Over New Year’s, I got to talking about resolutions with a few of my friends. I’m not in the habit of making resolutions, because I inevitably fail at them. But one person pointed out that it’s better not to make the same resolutions every year, especially if you’ve gotten stuck in a cycle of falling short every time. Instead, let each year be a chance to make new mistakes, rather than rehashing the old ones.
One thing I’m really good at, though, is rehashing old mistakes. I suspect some of you know the feeling: you go over the same errors over and over, not letting them go, to the point that you’ve convinced yourself that they’re the natural result of your endeavors. It’s a common spiral, and not one that helps anything. With stories it’s even easier: I know there are certain flaws that I’m susceptible to, and even though I’m alert to them, that doesn’t keep them from showing up. So it’s very easy to run into something when I’m revising and say “oh, hell, it’s that again, I always screw that up” and then get stuck on that point.

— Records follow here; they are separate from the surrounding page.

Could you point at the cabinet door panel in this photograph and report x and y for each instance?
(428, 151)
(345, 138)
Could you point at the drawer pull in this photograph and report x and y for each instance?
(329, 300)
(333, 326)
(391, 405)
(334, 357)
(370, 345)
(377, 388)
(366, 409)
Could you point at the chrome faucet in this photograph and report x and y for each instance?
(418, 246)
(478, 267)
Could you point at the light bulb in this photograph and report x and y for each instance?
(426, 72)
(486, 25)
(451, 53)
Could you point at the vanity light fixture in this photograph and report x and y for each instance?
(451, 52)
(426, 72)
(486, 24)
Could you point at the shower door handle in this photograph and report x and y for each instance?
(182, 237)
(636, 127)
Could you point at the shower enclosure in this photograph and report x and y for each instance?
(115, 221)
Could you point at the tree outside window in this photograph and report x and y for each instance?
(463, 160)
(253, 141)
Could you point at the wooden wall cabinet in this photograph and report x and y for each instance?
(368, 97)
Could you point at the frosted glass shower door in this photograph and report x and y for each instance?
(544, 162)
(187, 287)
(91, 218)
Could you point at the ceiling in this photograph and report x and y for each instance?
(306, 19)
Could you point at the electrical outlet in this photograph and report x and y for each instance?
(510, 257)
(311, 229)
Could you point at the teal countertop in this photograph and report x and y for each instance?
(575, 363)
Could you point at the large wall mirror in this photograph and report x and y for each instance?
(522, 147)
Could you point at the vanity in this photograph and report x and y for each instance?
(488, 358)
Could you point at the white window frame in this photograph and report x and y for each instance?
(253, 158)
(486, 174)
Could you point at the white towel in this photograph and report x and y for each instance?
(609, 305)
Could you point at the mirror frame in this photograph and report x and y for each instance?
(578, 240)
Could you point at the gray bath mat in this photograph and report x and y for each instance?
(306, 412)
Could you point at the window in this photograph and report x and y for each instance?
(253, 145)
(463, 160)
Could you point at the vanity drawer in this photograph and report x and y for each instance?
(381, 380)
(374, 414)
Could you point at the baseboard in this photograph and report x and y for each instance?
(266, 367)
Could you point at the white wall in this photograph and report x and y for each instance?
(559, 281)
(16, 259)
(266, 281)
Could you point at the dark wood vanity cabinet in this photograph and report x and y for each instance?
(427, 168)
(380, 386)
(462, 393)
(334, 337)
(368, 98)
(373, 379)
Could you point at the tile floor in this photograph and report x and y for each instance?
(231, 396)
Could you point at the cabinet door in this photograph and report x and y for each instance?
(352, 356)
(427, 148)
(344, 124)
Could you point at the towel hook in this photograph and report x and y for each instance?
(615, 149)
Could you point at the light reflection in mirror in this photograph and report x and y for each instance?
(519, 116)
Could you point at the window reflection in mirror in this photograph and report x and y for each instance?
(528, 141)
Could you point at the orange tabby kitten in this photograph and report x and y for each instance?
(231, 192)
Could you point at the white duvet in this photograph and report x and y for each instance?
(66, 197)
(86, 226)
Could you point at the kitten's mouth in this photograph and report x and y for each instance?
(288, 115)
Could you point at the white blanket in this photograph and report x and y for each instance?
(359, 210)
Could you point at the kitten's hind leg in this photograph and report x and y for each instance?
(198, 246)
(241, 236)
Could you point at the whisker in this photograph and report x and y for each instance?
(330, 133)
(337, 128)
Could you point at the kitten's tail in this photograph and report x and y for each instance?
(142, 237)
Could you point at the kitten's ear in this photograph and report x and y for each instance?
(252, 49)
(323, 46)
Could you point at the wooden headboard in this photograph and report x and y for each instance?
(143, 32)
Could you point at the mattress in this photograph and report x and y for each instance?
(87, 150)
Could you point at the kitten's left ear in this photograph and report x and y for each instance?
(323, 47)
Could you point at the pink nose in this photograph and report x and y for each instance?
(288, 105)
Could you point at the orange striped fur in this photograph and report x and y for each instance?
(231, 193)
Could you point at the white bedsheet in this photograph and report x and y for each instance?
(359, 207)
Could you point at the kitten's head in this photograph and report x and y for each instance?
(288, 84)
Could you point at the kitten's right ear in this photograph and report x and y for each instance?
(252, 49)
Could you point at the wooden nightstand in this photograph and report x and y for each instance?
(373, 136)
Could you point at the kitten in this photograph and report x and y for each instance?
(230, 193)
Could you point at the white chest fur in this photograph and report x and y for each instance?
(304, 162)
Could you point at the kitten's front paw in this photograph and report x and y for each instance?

So here’s a simple resolution for the new year, as a writer and as a reader: I want to screw up in different ways this time around. I’m going to screw up somehow — no story is perfect, no approach will solve everything — but I’d much rather do so in a different manner each time. I’m fully confident that the errors in Wild Hunt are much different from the errors in Spiral Hunt, and I can already tell that the current draft has different flaws. Of course, this means that I’m on unfamiliar ground every time I confront these flaws, but I think I’d rather deal with new problems than the same damn lost cause.
Judging by my experiences on New Year’s Eve, I’m well on my way to making new mistakes already. (Although I think I can do without the “raving about plot points in between periods of barfing” part of it.) And given that I’m writing this in my PJs while home sick with a nasty head cold, I’ve already avoided one of my usual mistakes, which is denying that I’m sick until I have to be bundled up and carried out the door.